6. KAPITEL
SKYLAR
Kopfschmerzen, ungepflegtes Haar oder müde Augen gab es bei mir nicht, selbst wenn ich einen Kater hatte. Was nicht der Fall war. Dabei hätte ich nur zu gern dem Alkohol die Schuld für die vergangene Nacht zugeschoben. Während ich meinen Rollkoffer hinter mir über den Hafenkai zog, musste ich ein Lächeln unterdrücken. Nein, ich hätte in dieser Nacht nicht betrunken sein wollen. Jede Sekunde hatte sich in mein Gedächtnis eingebrannt, genauso, wie es sein sollte. Ich war mir ziemlich sicher, dass ich den ganzen Sommer lang an Landon denken würde.
Himmel, dieser Mann wusste im Bett wahrhaftig, was er tat. Ich hatte drei Orgasmen gehabt. Drei. Ich hatte nicht gewusst, dass so was überhaupt möglich war. Und mit Sicherheit war mir das noch nie zuvor passiert. Landon berührte mich, und – peng!  – ich bekam einen Höhepunkt nach dem anderen. Aber es war nicht nur die körperliche Lust, die er mir verschafft hatte. Er hatte die Kontrolle über meinen Körper übernommen, und aus irgendeinem Grund hatte ich es zugelassen – obwohl ich es eigentlich besser wissen sollte. Wenn er mich anblickte, hatte ich das Gefühl, dass ich ihm bedenkenlos vertrauen konnte. Was einerseits befreiend, andererseits aber beängstigend war. Nie zuvor hatte ich einen Mann dermaßen begehrt. Ich war sorgfältig jedem Kerl aus dem Weg gegangen, der irgendeine Form von Macht über mich erlangen könnte.
»Hey Skylar«, rief eine vertraute Stimme hinter mir.
Ich blieb stehen, hörte auf zu grinsen und drehte mich zu August um, die mit großen Schritten über den Kai auf mich zukam. »Du bist früh dran«, sagte ich.
»Ja, ich bin neugierig wegen gestern Abend. Wie ist es gelaufen?«, fragte sie. »Er sieht aus wie einer, der sich mit dem Körper einer Frau auskennt.«
Natürlich war Landon erfahren. Mir graute vor dem Gedanken, mit wie vielen Frauen er bereits zusammen gewesen war, auch wenn mir das im Grunde egal sein konnte. Ich wollte mir nur nicht vorstellen müssen, dass eine Nacht wie diese normal für ihn war. Denn für mich war sie nicht normal gewesen, ganz im Gegenteil. »Ich schätze«, sagte ich und deutete auf die fünfzig Meter lange Superjacht vor uns, auf deren Rumpf in schwungvoller blauer Schrift das Wort Sapphire geschrieben stand, »das da ist unsere.«
»Der Name ist so kitschig«, sagte August.

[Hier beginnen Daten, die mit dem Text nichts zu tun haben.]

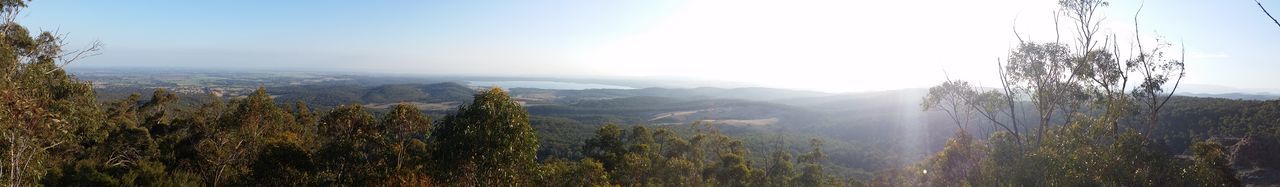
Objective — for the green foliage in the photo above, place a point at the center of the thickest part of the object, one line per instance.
(1211, 165)
(487, 142)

»Offenbar das Lieblingsspielzeug des Eigentümers. Die Inneneinrichtung ist jedenfalls hübsch. Hast du die Fotos gesehen?«, fragte ich und hoffte, dass die Bilder nicht uralt waren oder von einem anderen Schiff stammten oder so.

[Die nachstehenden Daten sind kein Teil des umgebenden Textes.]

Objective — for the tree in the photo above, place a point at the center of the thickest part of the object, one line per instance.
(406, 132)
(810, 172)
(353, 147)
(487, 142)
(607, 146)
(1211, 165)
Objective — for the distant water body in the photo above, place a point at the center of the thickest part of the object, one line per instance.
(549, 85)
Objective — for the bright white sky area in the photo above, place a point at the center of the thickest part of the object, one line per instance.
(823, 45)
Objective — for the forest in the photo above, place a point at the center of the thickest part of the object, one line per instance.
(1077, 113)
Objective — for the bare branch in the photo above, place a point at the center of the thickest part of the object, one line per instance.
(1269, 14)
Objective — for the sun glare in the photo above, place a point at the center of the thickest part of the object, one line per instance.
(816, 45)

»Nein, online waren keine zu finden.«
Von Jachten privater Eigentümer gab es nur selten Bilder im Netz zu sehen. Wenn man reich genug war, um eine Superjacht zu besitzen, posaunte man das besser nicht überall herum. »Ich habe die Bilder angefordert.« Auf keinen Fall würde ich einen Job annehmen, ohne zu wissen, worauf ich mich einließ. Der Aufenthalt auf einer Jacht war nur für die Gäste glamourös. Die Unterkünfte für die Crew waren niemals edel und komfortabel, aber es gab gute und weniger gute, und ich wollte gern vorher wissen, wie der Ort aussah, der für einen Sommer mein Zuhause sein würde.
»Natürlich hast du das.«
Wir streiften die Schuhe ab und trugen unser Gepäck zum Bug des Schiffes. »Ich bin um zwölf mit dem Captain verabredet. Komm, sehen wir uns die Räumlichkeiten an.« Ich blickte auf die Uhr: Wir hatten eine Stunde Zeit. Der Rest der Crew würde erst nach meiner Besprechung mit dem Kapitän eintrudeln, und bis dahin wollte ich die Kabinen verteilt haben. Uns blieben zwei Tage, bis der Eigentümer eintreffen würde – mehr als genug Zeit, um alles tipptopp in Ordnung zu bringen.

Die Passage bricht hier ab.